Proponents say many customers prefer to take control of their order, rather than idling in line. They can order fries by just touching a picture of them on the screens of the machines developed by Miami-based Boink Systems Inc., Radiant Systems Inc. of Atlanta and RoboServer Systems Corp. of Las Vegas.

While major restaurant chains such as McDonald’s Corp., Taco Bell, Burger King and Dairy Queen have considered the idea, none has taken the step to order a roll-out of the technology.

“The country is not quite ready for self-serve,” said Devin Green, chief executive of ESP Systems LLC, which is deploying a system for alerting a restaurant’s staff that a patron needs service. “This is a people business. People go to a restaurant to be served.”

Dick Rivera, president and chief executive of Rubicon Enterprises and former chief operating officer of Darden Restaurants, there may be other ways “to put the customer in control that don’t detract from service.” Darden Restaurants owns Red Lobster and Olive Garden and other chains.

Bill Whitman, a spokesman for McDonald’s, said self-serve isn’t ready yet for prime time, at least at the Golden Arches.

“The opportunity that we see with kiosks is largely with convenience with customers in the play area,” said Whitman.

“Beyond that, it is not a major priority in the U.S.,” he said, saying the world’s largest restaurant chain, with nearly 32,000 stores, has ended its tests of the ordering system at restaurants in the Denver area and in a restaurant in west suburban St. Charles, Ill.

In fact, a spokesman for Boink Systems, which tested its machines with Taco Bell, said the largest opportunity they are seeing now for the machines are with jails and prisons which use them to manage the inventory in the commissary.

A spokeswoman for Radiant, which sells a free-standing and table-side kiosk, said the company believes a system they sell which can be used by customers to see a display of what they ordered and may serve as a bridge to the self-serve machines.

“Our machine is a step in between that gives the customer the ability to pay if they want,” said Leslie Miller a spokeswoman for the company saying it is used more to confirm orders and take payments while freeing the cashier for other work. “It will get the customer comfortable with self-service.”

While the self-service kiosk has yet to take off, systems that put the customer in control of the dining experience, such as a pager system for the wait staff or a new payment system, are quickly gaining fans in the industry.

Like many of the new technologies that are quickly evolving today, ESP Systems uses a wireless system. A paging device at the table gives the customer the ability to summon the server such as when they are ready to order, need assistance or want the check.

“It puts the server at the end of a string,” said Rivera, who has observed the system in tests.

Green said the system reduces complaints about poor service by as much as 90 percent.

“It lowered the stress of customers and they said they felt in control over the time and the kids didn’t start blowing up,” he said.

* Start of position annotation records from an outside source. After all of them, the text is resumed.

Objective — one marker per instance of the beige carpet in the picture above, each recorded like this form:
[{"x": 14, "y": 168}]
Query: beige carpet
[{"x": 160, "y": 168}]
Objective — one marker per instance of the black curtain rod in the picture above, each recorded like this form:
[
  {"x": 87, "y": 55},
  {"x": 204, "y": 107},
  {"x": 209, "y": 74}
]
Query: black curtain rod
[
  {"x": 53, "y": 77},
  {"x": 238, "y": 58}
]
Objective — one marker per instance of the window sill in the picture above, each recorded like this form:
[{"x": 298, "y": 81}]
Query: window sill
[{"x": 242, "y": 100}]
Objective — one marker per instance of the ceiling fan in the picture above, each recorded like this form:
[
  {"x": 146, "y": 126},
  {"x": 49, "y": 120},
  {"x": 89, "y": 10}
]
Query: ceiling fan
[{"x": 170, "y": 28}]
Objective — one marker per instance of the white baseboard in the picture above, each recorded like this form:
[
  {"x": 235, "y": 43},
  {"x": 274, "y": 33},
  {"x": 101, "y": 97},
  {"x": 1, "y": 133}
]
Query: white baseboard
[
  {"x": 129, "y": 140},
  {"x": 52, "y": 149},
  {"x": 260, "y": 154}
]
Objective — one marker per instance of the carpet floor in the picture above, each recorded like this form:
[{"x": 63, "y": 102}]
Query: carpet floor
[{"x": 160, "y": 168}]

The system has been ordered by a franchisee of TGIF and by Fatz Cafe, a casual restaurant chain with outlets in North and South Carolina, Georgia and Tennessee.

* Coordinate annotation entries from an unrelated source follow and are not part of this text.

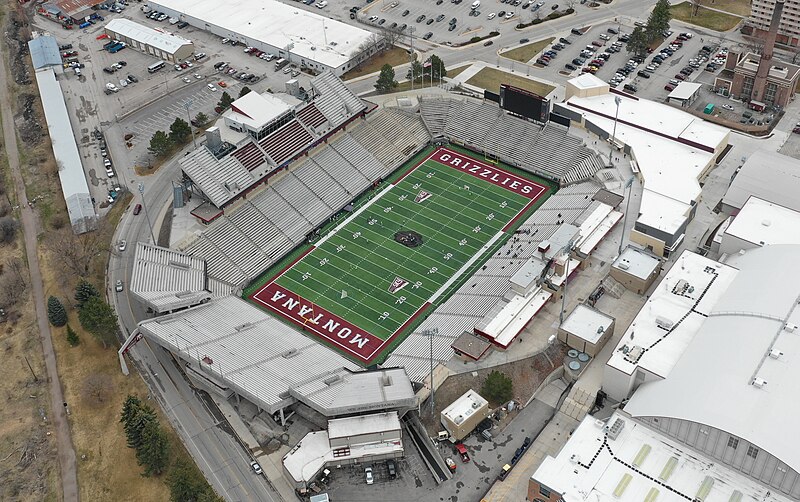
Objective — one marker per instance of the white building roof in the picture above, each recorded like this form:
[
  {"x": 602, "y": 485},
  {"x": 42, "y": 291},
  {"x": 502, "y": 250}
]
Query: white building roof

“It really drives our level of guest satisfaction, which is key to our success by being able to customize the dining experience at that particular time and particular day,” said Carol Cannon, operating partner at the Fatz Cafe in Rock Hill, S.C., a suburb of Charlotte.

She said tests showed tables turned over more 10 to 15 minutes faster with customers in control of the pace of service. And servers said it made their jobs easier, according to Cannon.

On the payment side, both fast-food and fine-dining restaurants are moving quickly to upgrade their systems to emulate systems already deployed in Europe.

Whitman said McDonald’s, which just completed deploying its counter-mounted card payment system is preparing to revamp that system to accept the new cards containing the radio frequency identification chip that is now being used by debit card issuers.

In sit-down restaurants, the new systems will permit the server to complete the transaction at tableside, rather than taking a customer’s credit card to a machine.

“Protecting the security of guest payment information is a real problem,” said Rob Regan, vice president of Verifone Hospitality Systems, a unit of Verifone Holdings Inc. “What we are really talking about is bringing secure payment to the point of payment and in full service restaurants that means tableside.

“This is just the next step,” he said.



(c) 2006, Chicago Tribune.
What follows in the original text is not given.